A Beleza do Encontro

Colocação de padre Julián Carrón na Assembleia mensal com os universitários da Associação Educar para a Vida. São Paulo, 13 de setembro de 2009

Estou feliz de reencontrar com vocês neste lindo dia. Uma amizade verdadeira é compartilhar o caminho para o destino. Estou aqui como companheiro de caminhada.

Estou muito surpreso pelo trabalho que vocês fizeram durante este mês, porque se estivermos atentos àquilo que as pessoas falaram, nós podemos aprender delas. Dissemos que a experiência é a possibilidade de comparar tudo aquilo que nos acontece com o coração.

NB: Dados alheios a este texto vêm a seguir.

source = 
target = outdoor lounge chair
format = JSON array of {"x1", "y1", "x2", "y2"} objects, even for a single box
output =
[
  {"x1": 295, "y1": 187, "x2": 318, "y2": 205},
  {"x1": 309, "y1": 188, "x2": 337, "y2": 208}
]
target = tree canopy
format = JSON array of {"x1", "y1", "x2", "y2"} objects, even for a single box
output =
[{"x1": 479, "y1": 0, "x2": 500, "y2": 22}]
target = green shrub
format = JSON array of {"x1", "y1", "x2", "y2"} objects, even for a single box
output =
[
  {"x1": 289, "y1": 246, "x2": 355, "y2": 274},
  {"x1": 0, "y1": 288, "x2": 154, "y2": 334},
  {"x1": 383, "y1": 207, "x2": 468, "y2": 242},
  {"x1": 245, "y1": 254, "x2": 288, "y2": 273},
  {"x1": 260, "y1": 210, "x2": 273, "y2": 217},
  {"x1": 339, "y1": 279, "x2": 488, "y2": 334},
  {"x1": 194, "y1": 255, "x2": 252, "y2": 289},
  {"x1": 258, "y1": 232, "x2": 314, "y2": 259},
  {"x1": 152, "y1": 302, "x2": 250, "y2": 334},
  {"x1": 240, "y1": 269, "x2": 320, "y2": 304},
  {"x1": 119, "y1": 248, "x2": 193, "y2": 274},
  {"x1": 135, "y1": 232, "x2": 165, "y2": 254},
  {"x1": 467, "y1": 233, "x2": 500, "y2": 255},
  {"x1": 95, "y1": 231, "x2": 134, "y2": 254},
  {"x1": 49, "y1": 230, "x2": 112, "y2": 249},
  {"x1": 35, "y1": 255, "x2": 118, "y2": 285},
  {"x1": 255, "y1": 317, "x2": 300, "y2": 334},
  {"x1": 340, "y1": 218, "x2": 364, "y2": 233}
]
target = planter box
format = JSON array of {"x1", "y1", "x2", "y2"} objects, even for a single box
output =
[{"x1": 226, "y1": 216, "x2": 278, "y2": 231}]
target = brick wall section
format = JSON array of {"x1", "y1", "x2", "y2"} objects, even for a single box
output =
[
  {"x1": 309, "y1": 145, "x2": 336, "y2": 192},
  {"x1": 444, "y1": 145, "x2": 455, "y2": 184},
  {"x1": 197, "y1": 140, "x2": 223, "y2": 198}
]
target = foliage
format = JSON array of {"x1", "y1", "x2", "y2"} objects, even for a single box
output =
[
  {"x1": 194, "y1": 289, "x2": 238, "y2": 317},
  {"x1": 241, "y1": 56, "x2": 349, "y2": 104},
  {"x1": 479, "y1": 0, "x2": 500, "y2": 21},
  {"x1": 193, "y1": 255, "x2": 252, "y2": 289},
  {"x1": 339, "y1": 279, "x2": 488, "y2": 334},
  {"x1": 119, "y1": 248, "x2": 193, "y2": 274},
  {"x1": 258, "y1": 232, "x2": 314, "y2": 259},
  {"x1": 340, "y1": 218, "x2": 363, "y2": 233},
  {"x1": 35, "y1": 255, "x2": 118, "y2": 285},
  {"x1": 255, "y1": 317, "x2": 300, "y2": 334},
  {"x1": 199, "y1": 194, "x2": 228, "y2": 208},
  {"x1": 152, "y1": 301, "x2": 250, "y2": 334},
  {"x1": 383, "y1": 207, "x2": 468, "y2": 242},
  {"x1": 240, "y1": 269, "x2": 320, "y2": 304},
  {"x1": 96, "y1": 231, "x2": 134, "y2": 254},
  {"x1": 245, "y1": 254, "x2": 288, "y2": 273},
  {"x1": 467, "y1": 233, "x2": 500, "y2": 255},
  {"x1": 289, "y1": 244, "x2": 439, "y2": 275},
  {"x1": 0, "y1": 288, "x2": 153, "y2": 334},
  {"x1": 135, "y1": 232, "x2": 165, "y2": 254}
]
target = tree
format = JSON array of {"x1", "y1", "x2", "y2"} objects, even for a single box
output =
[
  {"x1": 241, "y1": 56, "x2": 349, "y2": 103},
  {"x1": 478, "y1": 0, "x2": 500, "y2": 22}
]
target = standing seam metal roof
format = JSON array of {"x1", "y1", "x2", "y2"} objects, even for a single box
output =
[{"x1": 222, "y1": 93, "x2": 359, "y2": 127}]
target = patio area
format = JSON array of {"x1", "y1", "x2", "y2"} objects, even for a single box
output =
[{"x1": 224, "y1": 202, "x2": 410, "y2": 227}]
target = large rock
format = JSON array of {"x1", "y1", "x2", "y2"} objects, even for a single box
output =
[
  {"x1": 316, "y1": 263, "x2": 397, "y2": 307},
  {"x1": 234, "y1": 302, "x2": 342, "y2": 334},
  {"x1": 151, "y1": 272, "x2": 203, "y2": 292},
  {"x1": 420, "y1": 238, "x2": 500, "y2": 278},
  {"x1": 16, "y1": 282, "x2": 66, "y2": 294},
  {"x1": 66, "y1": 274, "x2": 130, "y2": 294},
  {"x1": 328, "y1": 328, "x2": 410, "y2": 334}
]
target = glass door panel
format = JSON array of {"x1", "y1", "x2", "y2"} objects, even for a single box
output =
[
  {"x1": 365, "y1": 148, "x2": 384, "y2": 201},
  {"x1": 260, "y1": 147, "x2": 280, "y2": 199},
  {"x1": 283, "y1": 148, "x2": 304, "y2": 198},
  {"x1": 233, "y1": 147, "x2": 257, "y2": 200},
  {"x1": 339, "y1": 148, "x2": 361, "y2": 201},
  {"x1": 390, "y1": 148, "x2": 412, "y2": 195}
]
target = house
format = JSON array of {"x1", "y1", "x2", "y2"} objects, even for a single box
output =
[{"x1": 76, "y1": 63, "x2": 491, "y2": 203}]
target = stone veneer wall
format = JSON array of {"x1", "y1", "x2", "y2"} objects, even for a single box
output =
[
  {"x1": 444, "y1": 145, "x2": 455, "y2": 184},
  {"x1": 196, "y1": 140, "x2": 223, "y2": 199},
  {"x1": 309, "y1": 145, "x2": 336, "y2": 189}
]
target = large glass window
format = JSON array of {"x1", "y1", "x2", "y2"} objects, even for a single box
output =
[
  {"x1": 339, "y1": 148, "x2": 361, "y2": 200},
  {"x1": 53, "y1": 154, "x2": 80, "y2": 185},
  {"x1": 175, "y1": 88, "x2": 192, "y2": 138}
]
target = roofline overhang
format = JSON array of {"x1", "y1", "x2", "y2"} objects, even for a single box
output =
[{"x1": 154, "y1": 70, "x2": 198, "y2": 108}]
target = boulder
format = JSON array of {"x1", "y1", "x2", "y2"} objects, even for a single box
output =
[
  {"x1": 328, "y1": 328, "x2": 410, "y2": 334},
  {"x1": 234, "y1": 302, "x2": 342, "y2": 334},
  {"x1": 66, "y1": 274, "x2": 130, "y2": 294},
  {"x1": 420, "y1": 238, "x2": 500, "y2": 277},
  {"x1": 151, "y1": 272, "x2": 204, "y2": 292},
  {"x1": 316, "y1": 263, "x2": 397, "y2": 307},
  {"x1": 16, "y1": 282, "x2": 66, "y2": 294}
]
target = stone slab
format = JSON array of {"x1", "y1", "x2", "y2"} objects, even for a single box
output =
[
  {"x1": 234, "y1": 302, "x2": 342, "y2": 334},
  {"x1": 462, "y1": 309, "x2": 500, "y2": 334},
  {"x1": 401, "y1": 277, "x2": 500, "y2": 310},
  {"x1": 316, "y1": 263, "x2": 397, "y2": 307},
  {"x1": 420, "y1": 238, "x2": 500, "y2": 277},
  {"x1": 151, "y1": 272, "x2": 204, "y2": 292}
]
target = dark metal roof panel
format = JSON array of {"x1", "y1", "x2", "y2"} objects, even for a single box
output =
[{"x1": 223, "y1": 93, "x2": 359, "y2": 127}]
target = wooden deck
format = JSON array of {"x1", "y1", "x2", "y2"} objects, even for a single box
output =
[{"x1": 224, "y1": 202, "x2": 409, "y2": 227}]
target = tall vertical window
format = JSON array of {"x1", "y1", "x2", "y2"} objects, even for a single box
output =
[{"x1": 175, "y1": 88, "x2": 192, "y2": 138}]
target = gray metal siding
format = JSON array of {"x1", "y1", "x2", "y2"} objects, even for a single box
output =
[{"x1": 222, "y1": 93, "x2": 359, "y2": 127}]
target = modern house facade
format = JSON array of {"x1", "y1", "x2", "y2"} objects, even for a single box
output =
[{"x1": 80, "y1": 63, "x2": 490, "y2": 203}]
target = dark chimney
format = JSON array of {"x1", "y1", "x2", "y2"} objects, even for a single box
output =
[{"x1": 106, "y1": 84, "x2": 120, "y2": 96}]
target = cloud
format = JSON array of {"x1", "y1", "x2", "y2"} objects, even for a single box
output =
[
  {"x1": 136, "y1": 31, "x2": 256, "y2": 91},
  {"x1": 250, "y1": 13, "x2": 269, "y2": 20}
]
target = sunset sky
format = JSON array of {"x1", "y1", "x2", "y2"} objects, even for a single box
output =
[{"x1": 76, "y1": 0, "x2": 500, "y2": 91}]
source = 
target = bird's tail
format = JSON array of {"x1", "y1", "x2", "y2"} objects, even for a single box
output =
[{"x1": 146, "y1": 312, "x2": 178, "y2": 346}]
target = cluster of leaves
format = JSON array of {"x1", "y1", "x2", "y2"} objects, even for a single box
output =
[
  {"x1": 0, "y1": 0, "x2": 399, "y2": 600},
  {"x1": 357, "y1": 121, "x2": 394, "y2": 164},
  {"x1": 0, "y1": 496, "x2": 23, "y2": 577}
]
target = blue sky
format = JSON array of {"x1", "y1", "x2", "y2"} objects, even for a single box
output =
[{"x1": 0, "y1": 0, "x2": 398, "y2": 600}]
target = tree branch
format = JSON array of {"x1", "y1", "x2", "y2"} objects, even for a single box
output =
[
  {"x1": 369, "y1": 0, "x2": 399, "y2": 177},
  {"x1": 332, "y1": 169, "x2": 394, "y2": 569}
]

O coração, como nos explicou Marcos, não é só sentimento, mas também é razão, é o critério que Cristo nos deu quando nascemos para que encontrássemos a verdade, para que ninguém nos enganasse. Essa é a maior dignidade do homem: poder julgar as coisas, para que ninguém nos engane. Por isso, nosso grande amigo Dom Giussani dizia aos seus estudantes, desde o primeiro dia de aula: “eu não venho aqui para que vocês acreditem naquilo que eu falo, mas para lhes ensinar um método – a experiência –, para que vocês possam julgar o que eu digo, possam julgar a verdade daquilo que eu falo”. Pergunto: quantos professores de vocês tiveram a sinceridade de fazer-lhes uma proposta de julgar tudo aquilo que eles diziam para vocês?

O critério para julgar, todos nós temos. Fiquei surpreso com o que nossa amiga nos contou sobre seu aluno autista. Até mesmo uma criança autista tem um coração e pode reconhecer a beleza da música, pode reconhecer quando é amado. Não é um bobo, tem uma dignidade e pode reconhecer quando alguém o ama e quando algo é bonito, ele pode julgar quando corresponde alguma coisa que ele encontra pelo caminho da vida. Ou o que dizia nosso outro amigo: tudo é positivo porque tudo pode ser de ajuda para mim. Devo julgar. Uma das maiores descobertas da minha vida foi entender que tudo pode me servir, se eu julgar. Então, tudo é positivo porque se torna uma parte do meu caminho em direção ao destino. Ele então, mesmo numa situação dessas – de estar desempregado –, quer ser ativo. Ser ativo corresponde mais, é mais adequado ao homem do que não fazer nada. E mesmo numa situação de desemprego eu posso descobrir que eu sou maior do que a minha situação de desemprego. E por isso eu posso lutar, porque tenho dentro de mim aquelas exigências que me ajudam a caminhar na vida e a não ser derrotado pelas circunstâncias. Nenhuma circunstância pode arrancar de mim essas exigências.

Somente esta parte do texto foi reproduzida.